S’ils reconnaissent la “RASD” depuis août et septembre 1979, le Ghana et le Mexique ne devraient pas, eux non plus, pour leur part, vraiment apporter de l’eau au moulin de l’Algérie et du Polisario, même si le représentant permanent du deuxième pays cité à l’ONU, Juan Ramón de la Fuente, avait eu des propos peu amènes envers l’intégrité territoriale du Maroc au cours des derniers travaux de la quatrième commission de l’organisation -il avait, en gros, appelé “à écouter la voix du peuple sahraoui (sic) et respecter son droit à l’autodétermination” (sous-entendu par la seule voie du référendum).

L’impossible référendum
De même que l’Albanie, le Brésil et la Norvège devraient se contenter de suivre le mouvement, leurs gouvernements ne s’étant de toute façon jamais vraiment ouvertement prononcés au sujet du différend.

Il reste deux pays. D’abord la Russie, qui sans appuyer le Polisario avait fini par appeler en juin 2021 par la voix de la directrice du département de l’information et de la presse de son ministère des Affaires étrangères, Maria Zakharova, à l’organisation d’un référendum au Sahara marocain. Sachant qu’il s’agit d’une puissance mondiale, le Maroc a néanmoins tempéré et s’était même gardé de condamner son invasion en cours depuis le 24 février 2022 de l’Ukraine; mais le fait qu’elle fasse montre d’un tropisme algérien clair, avec même par exemple la tenue du 16 au 28 novembre 2022 d’exercices militaires conjoints à 80km seulement de la frontière marocaine, a finalement poussé Rabat à franchir le Rubicon et à s’opposer le 12 octobre 2022 au niveau de l’ONU à l’annexion décrétée des régions ukrainiennes de Donetsk, Kherson, Louhansk et Zaporijia.

Mais en plus de la Russie, il y a la France.
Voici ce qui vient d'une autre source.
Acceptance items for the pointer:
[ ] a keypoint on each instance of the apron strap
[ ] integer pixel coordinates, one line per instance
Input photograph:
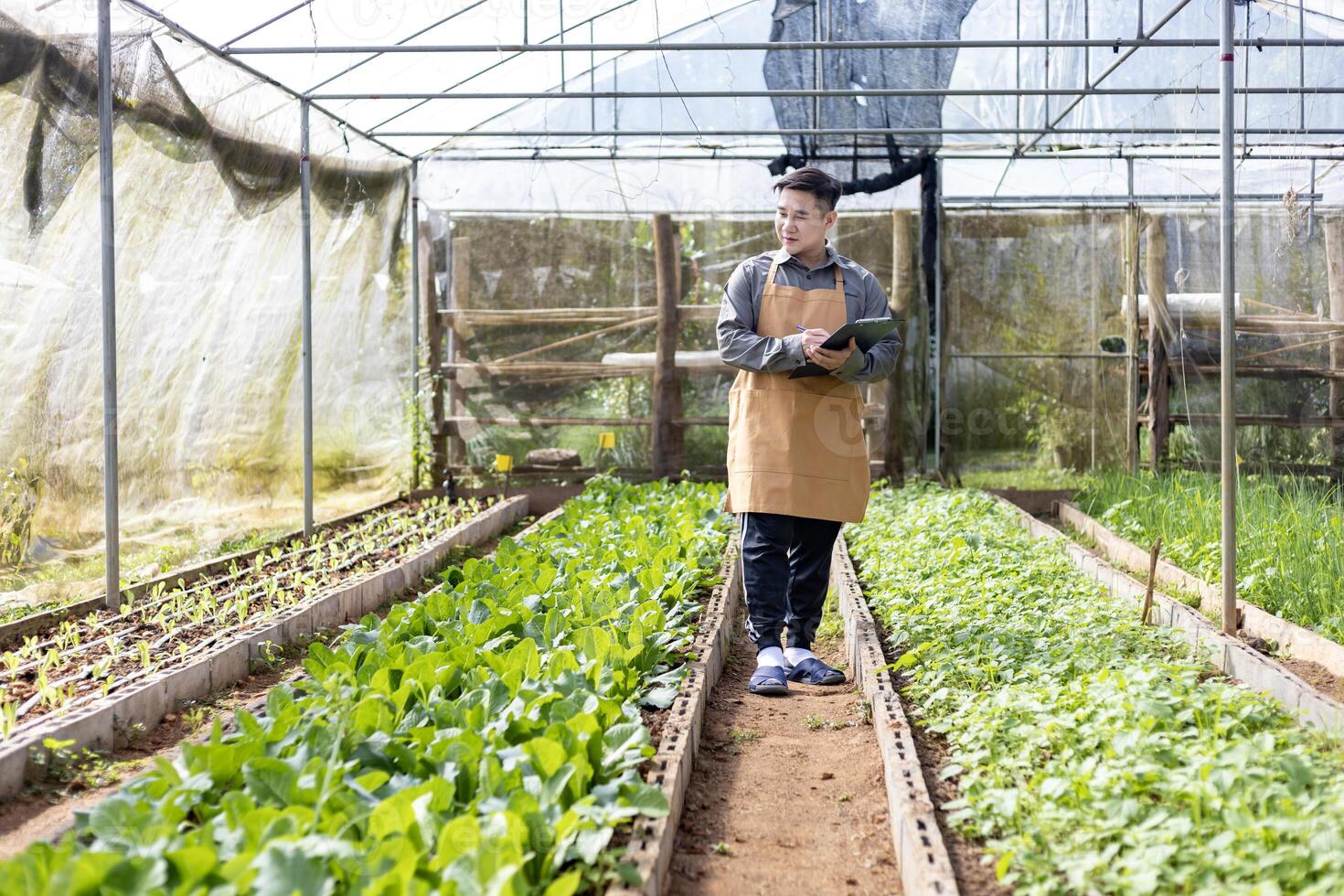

D’un côté, celle-ci a toujours soutenu le plan d’autonomie, et ce depuis le premier jour où il avait été soumis à la discrétion du Conseil de sécurité en avril 2007. Mais de l’autre côté, le président français Emmanuel Macron met un entrain tel dans le fait de vouloir se réconcilier avec l’Algérie, avec aussi bien sa visite de fin août 2022 que celle plus récente de sa première ministre, Elisabeth Borne, que d’aucuns s’attendent à un possible changement de cap.

Ambiguïté française
En tout cas, il est clair que pour le Maroc il est actuellement une certaine ambiguïté française, à laquelle avait notamment fait allusion le roi Mohammed VI dans son dernier discours de la Révolution du Roi et du peuple du 20 août 2022 (sans toutefois faire explicitement mention de l’ancienne puissance coloniale). En dernière analyse, le début des discussions en prévision du vote de la prochaine résolution devraient donner une idée plus exacte...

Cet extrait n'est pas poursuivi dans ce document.